Stocks tumble to start week as flea rout drags Nasdaq to two-year low

Stocks tumble to start week as flea rout drags Nasdaq to two-year low

U.S. stocks extended a volatile trading streak on Monday as Wall Street headed into third-quarter earnings season and braced for a series of inflation reports.

The tech-heavy Nasdaq Composite (^IXIC) fell 1.1% to its lowest level in two years as a set of new restrictions imposed by the Biden administration on China’s access to US tech sent chip stocks tumbling and weighed on the broader tech sector. The S&P 500 (^GSPC) slid 0.7% and the Dow Jones Industrial Average (^DJI) fell about 100 points, or 0.3%.

Measures imposed on Monday to limit China’s access to semiconductors are aimed at slowing the country’s technological and military advances, but deal a further blow to an industry already struggling with lower revenues amid demand for computers , smartphones and other electronic devices slows down. Shares of major chipmakers, including Nvidia (NVDA) and AMD (AMD), fell about 4% and 2%, respectively.

The CBOE Volatility Index (^VIX), which measures near-term expectations for market turbulence, edged closer to the 33 level. And Treasury yields extended their recent ascent. Oil fell after jumping 17% last week, the biggest jump since Russia invaded Ukraine.

The moves come after an erratic week that started with a fierce rally and ended with a strong sell-off that wiped out much of the resulting gains. The latest decline was spurred by a strong jobs report in September which confirmed to investors that Federal Reserve officials are not expected to back away from tight monetary policy anytime soon.
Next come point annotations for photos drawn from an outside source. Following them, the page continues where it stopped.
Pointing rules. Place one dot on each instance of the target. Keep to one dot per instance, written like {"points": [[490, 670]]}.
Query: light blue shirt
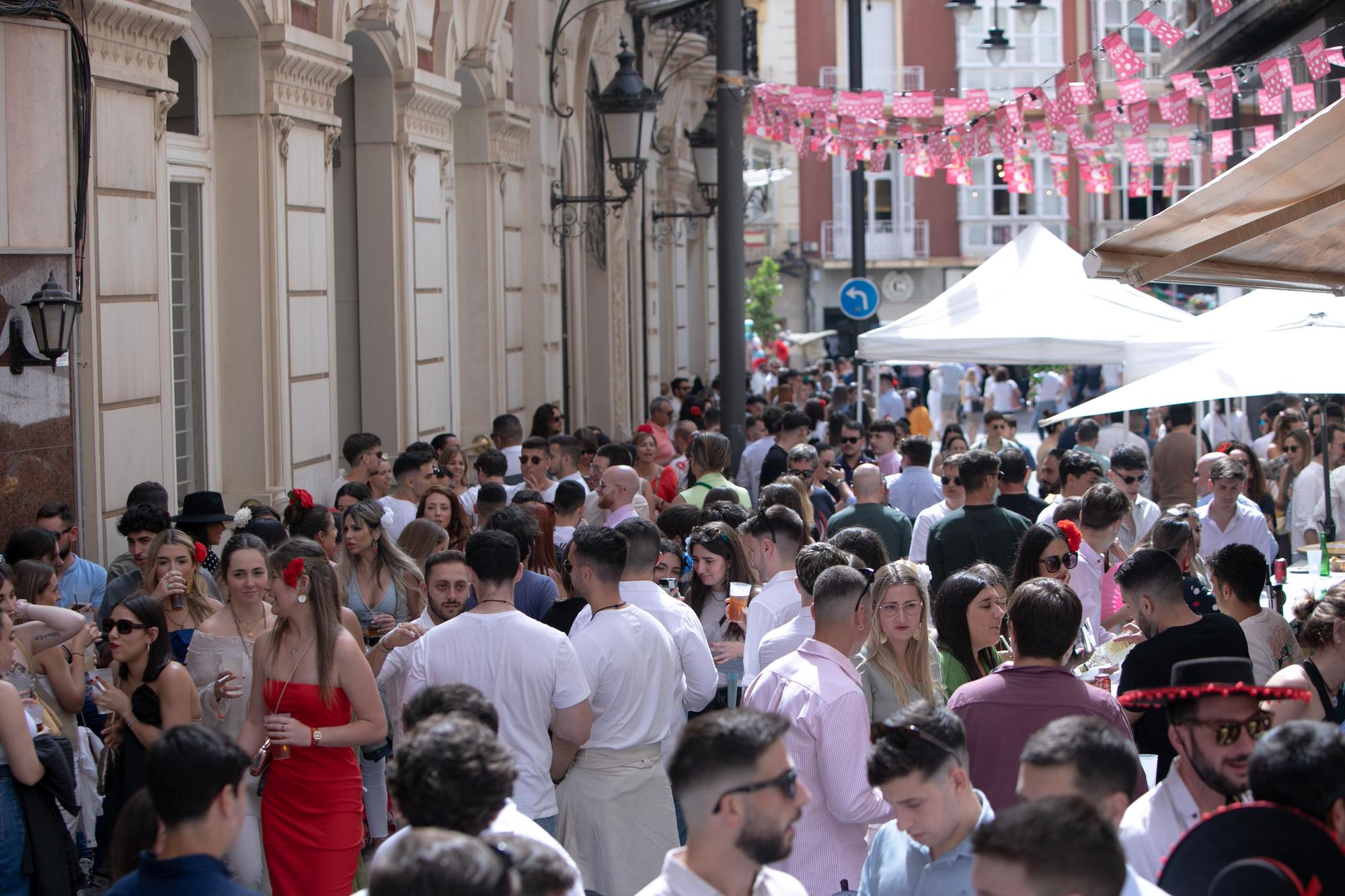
{"points": [[900, 866], [84, 583]]}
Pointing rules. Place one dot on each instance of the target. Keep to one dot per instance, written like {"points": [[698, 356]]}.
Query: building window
{"points": [[189, 356]]}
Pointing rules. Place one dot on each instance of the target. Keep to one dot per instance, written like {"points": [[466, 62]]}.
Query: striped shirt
{"points": [[820, 690]]}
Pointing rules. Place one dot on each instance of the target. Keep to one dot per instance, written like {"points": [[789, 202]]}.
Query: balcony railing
{"points": [[905, 79], [883, 241]]}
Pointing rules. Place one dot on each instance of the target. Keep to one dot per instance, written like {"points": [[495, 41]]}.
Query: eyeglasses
{"points": [[1054, 564], [789, 784], [123, 626], [1227, 731], [907, 735]]}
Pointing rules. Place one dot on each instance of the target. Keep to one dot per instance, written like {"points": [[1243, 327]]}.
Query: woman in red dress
{"points": [[314, 697]]}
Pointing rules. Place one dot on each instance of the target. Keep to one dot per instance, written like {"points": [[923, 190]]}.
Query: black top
{"points": [[1024, 505], [1151, 665]]}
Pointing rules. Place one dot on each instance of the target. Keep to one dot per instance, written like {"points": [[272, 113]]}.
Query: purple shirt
{"points": [[1008, 706]]}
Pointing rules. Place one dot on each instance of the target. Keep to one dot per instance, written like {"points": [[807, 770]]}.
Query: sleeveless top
{"points": [[1332, 710]]}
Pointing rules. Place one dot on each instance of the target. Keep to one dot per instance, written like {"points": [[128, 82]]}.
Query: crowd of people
{"points": [[860, 658]]}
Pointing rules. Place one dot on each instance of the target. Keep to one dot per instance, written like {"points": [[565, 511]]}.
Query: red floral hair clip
{"points": [[1073, 536], [294, 571]]}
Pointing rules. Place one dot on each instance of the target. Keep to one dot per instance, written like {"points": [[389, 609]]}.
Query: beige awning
{"points": [[1276, 220]]}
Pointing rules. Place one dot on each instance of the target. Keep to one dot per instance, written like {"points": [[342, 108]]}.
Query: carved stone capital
{"points": [[426, 108], [302, 71], [128, 40], [165, 100]]}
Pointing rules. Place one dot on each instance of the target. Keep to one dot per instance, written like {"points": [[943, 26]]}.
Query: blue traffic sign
{"points": [[859, 298]]}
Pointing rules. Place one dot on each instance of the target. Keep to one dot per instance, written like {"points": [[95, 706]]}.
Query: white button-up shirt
{"points": [[1246, 528], [680, 880]]}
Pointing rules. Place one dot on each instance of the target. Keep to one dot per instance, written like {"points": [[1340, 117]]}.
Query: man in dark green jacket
{"points": [[978, 532]]}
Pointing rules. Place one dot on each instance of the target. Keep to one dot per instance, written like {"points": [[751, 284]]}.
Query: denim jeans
{"points": [[13, 838]]}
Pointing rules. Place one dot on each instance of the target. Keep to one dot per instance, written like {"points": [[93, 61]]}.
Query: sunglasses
{"points": [[123, 626], [789, 784], [1054, 564], [1227, 732]]}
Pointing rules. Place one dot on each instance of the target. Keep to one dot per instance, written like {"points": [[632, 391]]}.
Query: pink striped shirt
{"points": [[818, 690]]}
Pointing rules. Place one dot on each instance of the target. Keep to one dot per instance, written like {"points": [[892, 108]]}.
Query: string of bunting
{"points": [[857, 127]]}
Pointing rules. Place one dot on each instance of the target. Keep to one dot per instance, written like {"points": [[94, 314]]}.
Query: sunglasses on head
{"points": [[123, 626], [1054, 564], [1227, 732], [789, 784]]}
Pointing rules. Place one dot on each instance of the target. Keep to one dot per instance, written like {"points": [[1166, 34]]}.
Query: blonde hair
{"points": [[198, 589], [879, 653]]}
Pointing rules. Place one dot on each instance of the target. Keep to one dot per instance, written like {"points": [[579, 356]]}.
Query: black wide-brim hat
{"points": [[204, 506], [1256, 848], [1210, 677]]}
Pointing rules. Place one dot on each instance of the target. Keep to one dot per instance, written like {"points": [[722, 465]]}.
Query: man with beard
{"points": [[1152, 587], [742, 798], [921, 764], [447, 587], [1215, 720]]}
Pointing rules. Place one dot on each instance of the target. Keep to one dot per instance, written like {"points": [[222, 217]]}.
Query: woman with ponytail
{"points": [[313, 700]]}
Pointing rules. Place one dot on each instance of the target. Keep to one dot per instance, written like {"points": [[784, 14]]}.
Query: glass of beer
{"points": [[738, 608]]}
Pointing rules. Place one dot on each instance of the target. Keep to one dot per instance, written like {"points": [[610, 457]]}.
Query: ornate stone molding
{"points": [[283, 127], [426, 108], [509, 131], [302, 72], [165, 100], [128, 40], [332, 134]]}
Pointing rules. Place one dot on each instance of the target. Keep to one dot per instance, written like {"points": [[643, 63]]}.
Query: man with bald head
{"points": [[872, 512], [617, 489]]}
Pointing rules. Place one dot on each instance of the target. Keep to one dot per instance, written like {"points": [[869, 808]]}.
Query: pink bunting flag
{"points": [[1137, 153], [1042, 134], [1140, 119], [1124, 60], [954, 112], [1132, 91], [1222, 103], [1179, 149], [1163, 30], [1276, 75], [1188, 83], [1304, 97], [1315, 56], [1105, 130], [978, 100]]}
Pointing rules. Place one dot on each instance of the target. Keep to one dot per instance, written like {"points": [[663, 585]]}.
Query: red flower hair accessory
{"points": [[1073, 536], [294, 571]]}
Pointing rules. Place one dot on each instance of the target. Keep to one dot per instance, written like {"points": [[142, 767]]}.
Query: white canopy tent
{"points": [[1233, 322], [1299, 357], [1027, 304]]}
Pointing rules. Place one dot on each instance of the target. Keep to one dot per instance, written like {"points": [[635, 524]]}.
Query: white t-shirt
{"points": [[627, 659], [1270, 643], [523, 666], [777, 604], [404, 512]]}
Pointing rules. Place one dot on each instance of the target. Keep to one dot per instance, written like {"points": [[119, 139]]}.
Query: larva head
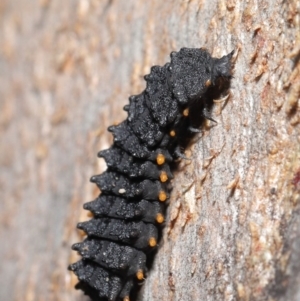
{"points": [[192, 71]]}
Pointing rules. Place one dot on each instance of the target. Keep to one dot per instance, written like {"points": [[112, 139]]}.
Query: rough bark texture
{"points": [[67, 68]]}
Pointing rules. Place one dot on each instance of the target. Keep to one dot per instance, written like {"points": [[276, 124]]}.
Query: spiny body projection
{"points": [[129, 212]]}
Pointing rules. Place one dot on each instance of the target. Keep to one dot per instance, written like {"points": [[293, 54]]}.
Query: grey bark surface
{"points": [[66, 70]]}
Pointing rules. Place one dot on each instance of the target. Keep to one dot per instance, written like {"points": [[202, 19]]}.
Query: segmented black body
{"points": [[130, 209]]}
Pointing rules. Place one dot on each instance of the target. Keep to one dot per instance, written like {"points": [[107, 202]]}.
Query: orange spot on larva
{"points": [[163, 177], [172, 133], [208, 83], [186, 112], [160, 218], [162, 196], [140, 275], [152, 242], [160, 159]]}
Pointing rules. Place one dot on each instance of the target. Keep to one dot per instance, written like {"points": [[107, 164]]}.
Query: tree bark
{"points": [[67, 68]]}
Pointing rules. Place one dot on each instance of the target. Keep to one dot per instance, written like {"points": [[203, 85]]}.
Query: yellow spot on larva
{"points": [[140, 275], [152, 242], [208, 83], [160, 159], [162, 196], [160, 218], [186, 112], [172, 133], [163, 176]]}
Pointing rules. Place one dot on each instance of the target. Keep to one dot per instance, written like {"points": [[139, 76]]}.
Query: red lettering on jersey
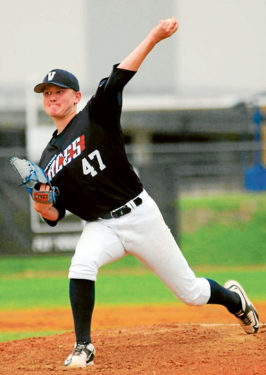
{"points": [[71, 152]]}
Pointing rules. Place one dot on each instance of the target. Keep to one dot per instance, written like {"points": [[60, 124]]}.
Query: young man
{"points": [[86, 160]]}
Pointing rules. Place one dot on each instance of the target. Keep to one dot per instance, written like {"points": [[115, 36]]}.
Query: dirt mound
{"points": [[215, 346], [150, 350]]}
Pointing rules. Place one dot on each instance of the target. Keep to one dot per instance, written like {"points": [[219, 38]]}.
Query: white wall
{"points": [[39, 35], [220, 44]]}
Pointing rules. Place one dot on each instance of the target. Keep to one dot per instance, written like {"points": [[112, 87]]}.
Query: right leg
{"points": [[152, 242], [98, 245]]}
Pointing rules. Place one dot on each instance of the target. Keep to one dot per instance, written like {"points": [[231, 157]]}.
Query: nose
{"points": [[52, 98]]}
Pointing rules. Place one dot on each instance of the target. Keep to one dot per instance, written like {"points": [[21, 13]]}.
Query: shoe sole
{"points": [[231, 284]]}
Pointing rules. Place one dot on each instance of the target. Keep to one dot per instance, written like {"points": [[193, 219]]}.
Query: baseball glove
{"points": [[32, 178]]}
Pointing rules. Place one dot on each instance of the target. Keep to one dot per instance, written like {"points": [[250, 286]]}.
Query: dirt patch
{"points": [[150, 340]]}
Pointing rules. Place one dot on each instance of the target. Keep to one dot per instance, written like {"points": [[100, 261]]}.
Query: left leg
{"points": [[152, 242]]}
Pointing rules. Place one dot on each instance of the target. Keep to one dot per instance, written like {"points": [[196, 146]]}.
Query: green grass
{"points": [[224, 230], [222, 238], [10, 336], [113, 289]]}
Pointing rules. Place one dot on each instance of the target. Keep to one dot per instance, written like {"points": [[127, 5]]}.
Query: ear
{"points": [[77, 97]]}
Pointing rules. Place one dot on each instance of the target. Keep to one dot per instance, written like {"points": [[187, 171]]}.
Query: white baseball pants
{"points": [[144, 234]]}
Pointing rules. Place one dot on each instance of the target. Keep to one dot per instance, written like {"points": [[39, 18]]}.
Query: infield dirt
{"points": [[150, 340]]}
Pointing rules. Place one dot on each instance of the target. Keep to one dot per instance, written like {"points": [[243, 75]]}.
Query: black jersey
{"points": [[87, 160]]}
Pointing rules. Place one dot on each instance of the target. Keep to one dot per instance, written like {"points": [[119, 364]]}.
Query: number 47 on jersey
{"points": [[88, 168]]}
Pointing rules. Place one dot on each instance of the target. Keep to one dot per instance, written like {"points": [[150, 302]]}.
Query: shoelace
{"points": [[244, 317], [78, 349]]}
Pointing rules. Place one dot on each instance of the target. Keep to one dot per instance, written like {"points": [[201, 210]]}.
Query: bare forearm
{"points": [[137, 56], [163, 30]]}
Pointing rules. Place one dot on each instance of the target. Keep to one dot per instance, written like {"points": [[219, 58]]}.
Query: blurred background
{"points": [[194, 115]]}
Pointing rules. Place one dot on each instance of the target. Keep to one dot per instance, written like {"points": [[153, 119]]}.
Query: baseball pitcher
{"points": [[88, 171]]}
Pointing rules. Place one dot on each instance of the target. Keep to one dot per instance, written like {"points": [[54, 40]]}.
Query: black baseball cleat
{"points": [[81, 356], [248, 316]]}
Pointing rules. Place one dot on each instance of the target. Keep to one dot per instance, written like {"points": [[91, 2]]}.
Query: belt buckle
{"points": [[120, 212]]}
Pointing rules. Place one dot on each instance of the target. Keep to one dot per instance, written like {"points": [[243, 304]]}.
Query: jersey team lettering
{"points": [[70, 153]]}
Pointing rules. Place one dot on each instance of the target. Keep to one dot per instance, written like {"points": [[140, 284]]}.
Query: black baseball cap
{"points": [[58, 77]]}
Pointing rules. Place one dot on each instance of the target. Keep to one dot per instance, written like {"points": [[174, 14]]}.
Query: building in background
{"points": [[188, 113]]}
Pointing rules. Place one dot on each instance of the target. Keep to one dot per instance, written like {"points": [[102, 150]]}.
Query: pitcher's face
{"points": [[59, 102]]}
The benchmark S&P 500 is down 23.6% year-to-date as of Friday’s close, but nine trading days account for that total decline of 32 total points, according to Nicholas Colas of DataTrek Research.

The largest share of down days have occurred around the Consumer Price Index (CPI) or Federal Reserve-related events, one was triggered by tensions between Russia and Ukraine, and two followed poor corporate earnings releases, he added. Over the coming week, all of these factors should test the US stock market.

Traders work on the floor of the New York Stock Exchange (NYSE) in New York, U.S., October 7, 2022. REUTERS/Brendan McDermid

Traders work on the floor of the New York Stock Exchange (NYSE) in New York, U.S., October 7, 2022. REUTERS/Brendan McDermid

Investors brace for the flurry of bank earnings that usually marks the start of a new earnings reporting period, with results from JPMorgan (JPM), Citi (C), Wells Fargo (WFC) and Morgan Stanley (MS) being all expected. . PepsiCo (PEP) and Delta Air Lines (DAL) were due to report this week.

Analysts are bracing for a painful earnings season as persistent inflation, rising interest rates and geopolitical headwinds weigh on corporate earnings.

“The bear market will not be over until the deterioration in the fundamental picture is fully discounted,” Morgan Stanley chief equity strategist Mike Wilson said in a note.

September’s consumer price data is also on Wall Street’s plate, one of the most important reports ahead of the upcoming FOMC policymaking meeting in November. As headline readings are expected to moderate again, all eyes will be on the “main” component of the report, which excludes the volatile food and energy categories. Economists polled by Bloomberg project that core CPI rose to 6.5% from 6.3% on the year, according to the latest estimates.

“Volatility will persist in equity and fixed income markets until there is a clear indication that inflation is under control,” said Peter Essele, head of portfolio management at Commonwealth. Financial Network, in a recent note.